A resposta dos Estados Unidos
Na medida em que El Salvador continua navegando nessa conexão emergente com a China, também precisa equilibrar seu vínculo com outro de seus importantes sócios: os EEUU.
“Pela proximidade geográfica e pela relação histórica com Taiwan, a partir de uma perspectiva de Washington, estabelecer relações com a China poderia ser visto como uma ameaça”, declarou Aparício. “Os Estados Unidos não podem intervir nas decisões soberanas de El Salvador, mas isso poderia complicar a relação com Washington”.
Se eventualmente os Estados Unidos exercerem sua influência em uma América Latina mais frágil de maneira exploradora, o país também é um sócio importante nos projetos de desenvolvimento. Desde 2015, os Estados Unidos cederam mais de 2,6 bilhões de dólares ao Triângulo do Norte da América Central: El Salvador, Honduras e Guatemala.
Uma pressão forte dos eleitores poderia ajudar Bukele a prosseguir na relação diplomática e comercial com a China.

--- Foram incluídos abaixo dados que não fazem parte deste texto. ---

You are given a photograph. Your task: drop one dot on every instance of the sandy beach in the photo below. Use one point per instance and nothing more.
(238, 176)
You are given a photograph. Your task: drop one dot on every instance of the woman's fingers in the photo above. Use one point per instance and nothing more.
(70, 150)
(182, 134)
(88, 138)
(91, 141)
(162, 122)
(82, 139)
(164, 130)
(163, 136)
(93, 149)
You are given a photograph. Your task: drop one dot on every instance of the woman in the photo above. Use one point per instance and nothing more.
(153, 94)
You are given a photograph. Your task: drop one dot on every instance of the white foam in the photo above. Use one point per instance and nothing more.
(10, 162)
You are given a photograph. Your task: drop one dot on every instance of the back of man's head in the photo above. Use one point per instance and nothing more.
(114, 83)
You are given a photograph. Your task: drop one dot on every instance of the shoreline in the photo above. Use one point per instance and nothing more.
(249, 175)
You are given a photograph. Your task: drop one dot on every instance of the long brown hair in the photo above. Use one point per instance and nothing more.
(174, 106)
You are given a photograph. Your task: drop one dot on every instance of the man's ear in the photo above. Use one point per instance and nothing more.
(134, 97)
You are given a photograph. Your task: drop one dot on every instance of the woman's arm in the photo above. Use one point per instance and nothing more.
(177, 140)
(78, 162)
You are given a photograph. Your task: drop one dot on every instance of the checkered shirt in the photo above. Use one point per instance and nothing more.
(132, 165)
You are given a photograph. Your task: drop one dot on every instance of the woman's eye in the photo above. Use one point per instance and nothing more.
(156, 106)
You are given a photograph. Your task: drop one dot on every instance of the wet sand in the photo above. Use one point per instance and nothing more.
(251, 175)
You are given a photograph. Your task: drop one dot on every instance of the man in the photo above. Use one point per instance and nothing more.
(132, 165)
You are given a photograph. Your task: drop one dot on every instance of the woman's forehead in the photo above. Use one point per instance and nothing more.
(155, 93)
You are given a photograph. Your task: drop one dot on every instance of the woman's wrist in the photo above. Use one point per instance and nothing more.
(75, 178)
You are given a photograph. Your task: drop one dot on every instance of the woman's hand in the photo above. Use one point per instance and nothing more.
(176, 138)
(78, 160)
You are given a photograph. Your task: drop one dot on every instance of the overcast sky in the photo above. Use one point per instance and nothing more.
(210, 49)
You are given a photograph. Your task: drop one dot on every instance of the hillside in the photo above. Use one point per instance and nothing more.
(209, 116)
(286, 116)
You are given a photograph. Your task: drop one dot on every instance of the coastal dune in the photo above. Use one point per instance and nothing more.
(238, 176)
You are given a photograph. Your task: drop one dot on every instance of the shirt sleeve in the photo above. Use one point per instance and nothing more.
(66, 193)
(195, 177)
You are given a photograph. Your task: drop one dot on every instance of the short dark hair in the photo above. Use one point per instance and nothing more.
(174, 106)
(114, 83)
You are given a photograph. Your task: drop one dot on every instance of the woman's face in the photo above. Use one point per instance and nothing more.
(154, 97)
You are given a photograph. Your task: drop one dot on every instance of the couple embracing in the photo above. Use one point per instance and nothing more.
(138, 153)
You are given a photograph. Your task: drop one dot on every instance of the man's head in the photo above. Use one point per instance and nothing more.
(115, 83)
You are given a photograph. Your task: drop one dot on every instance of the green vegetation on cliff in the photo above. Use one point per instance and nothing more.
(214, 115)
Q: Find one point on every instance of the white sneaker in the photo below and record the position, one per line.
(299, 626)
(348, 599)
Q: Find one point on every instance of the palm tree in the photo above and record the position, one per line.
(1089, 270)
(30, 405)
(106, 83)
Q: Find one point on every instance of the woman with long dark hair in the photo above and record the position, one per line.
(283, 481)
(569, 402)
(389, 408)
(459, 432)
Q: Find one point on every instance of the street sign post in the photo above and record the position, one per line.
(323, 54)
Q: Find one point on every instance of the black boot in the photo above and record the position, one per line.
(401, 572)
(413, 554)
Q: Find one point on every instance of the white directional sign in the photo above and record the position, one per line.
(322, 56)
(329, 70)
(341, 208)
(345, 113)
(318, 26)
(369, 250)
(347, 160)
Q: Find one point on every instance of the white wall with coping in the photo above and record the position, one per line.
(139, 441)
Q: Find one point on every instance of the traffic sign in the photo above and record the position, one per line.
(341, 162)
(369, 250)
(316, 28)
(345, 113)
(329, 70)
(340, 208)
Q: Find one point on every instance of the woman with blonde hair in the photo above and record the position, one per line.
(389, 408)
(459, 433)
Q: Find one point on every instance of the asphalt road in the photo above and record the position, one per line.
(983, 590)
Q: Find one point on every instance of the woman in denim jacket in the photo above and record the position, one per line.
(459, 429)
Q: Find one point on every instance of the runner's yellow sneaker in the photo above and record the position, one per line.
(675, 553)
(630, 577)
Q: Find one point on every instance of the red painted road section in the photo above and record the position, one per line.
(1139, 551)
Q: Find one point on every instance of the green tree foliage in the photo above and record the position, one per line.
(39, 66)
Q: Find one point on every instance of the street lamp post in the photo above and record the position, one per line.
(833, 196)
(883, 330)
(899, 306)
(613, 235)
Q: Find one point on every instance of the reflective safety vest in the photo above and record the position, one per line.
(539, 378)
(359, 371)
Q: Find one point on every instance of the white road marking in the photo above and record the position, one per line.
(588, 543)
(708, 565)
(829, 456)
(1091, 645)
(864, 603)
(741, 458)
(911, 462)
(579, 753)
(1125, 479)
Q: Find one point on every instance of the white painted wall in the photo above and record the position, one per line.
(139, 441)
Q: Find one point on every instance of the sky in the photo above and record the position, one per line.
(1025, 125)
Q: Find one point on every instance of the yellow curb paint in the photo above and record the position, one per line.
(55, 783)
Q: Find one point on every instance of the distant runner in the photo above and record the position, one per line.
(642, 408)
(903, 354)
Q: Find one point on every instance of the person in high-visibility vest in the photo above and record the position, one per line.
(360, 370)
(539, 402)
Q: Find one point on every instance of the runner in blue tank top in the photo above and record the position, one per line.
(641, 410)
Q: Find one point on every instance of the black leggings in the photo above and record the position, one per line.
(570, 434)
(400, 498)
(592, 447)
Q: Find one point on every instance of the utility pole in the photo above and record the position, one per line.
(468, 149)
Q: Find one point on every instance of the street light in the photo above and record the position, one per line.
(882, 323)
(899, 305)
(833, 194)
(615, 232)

Ele ganhou a presidência com 53% dos votos, superando os candidatos dos dois partidos dominantes do país e evitando um segundo turno das eleições.

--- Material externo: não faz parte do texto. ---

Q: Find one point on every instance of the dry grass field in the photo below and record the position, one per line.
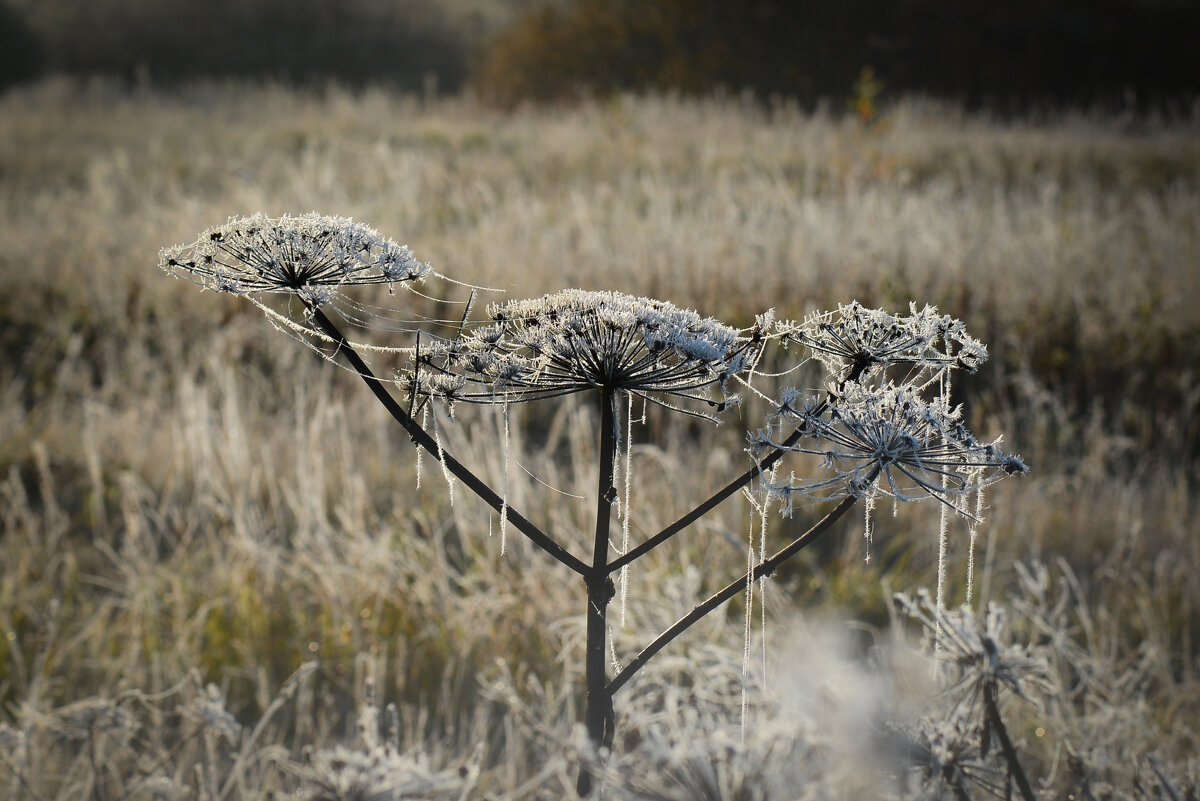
(219, 570)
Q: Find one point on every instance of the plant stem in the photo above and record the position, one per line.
(1006, 744)
(717, 499)
(738, 585)
(420, 437)
(598, 705)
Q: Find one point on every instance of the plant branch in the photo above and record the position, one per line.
(715, 500)
(598, 703)
(1006, 744)
(733, 588)
(420, 437)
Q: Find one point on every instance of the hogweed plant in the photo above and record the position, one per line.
(880, 428)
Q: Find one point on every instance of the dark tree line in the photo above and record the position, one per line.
(994, 53)
(983, 53)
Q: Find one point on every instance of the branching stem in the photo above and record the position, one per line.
(421, 438)
(733, 588)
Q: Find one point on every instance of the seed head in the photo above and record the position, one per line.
(856, 339)
(887, 441)
(310, 256)
(575, 341)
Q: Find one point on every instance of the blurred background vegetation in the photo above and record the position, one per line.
(184, 492)
(511, 50)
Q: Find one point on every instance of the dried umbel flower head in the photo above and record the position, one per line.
(886, 441)
(310, 256)
(861, 341)
(979, 651)
(575, 341)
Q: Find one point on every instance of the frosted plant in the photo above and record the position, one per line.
(377, 775)
(875, 437)
(864, 341)
(886, 441)
(982, 662)
(310, 256)
(875, 431)
(577, 341)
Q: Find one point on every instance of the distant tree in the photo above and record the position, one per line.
(357, 41)
(21, 52)
(1019, 52)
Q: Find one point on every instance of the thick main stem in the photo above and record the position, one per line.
(420, 437)
(598, 705)
(991, 709)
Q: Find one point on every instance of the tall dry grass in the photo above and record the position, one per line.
(191, 499)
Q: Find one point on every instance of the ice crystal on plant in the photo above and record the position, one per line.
(311, 256)
(979, 651)
(864, 339)
(887, 441)
(575, 341)
(378, 775)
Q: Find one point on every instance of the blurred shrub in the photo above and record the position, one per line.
(981, 53)
(401, 42)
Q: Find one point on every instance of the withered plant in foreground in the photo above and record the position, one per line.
(881, 427)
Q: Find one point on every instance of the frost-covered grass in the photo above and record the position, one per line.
(192, 500)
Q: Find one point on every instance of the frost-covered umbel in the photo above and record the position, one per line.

“O fator crucial para determinar essas correlações bilaterais será o controle inicial de Bukele sobre o poder. Uma vitória arrasadora vai permitir uma considerável margem de manobra na maneira pela qual governa e permitirá a ele restabelecer as relações com Taiwan, se essa é a sua vontade ”, assegurou Ricardo Barrios, associado do programa no Diálogo Interamericano, especialista no compromisso da China com a região. “Qualquer coisa menos que isso o deixaria à mercê das figuras do establishment e limitaria suas opções tanto em nível nacional como internacional”.
O fato de El Salvador ser pequeno (sua superfície é somente 2% da superfície total da China) não significa que o relacionamento bilateral entre os dois países seja desequilibrado. Outros países da América Central, como Panamá e Costa Rica, puderam posicionar-se como sócios valiosos para a China, mediante a criação de um nicho para eles mesmos. El Salvador pode fazer o mesmo.
A chave para o futuro é pensar de maneira crítica sobre qualquer acordo apresentado pela China para determinar se é sustentável e benéfico para El Salvador, garantiu Ferchen.
“Analisar os detalhes é o que, a seguir, realmente importa”, concluiu Ferchen.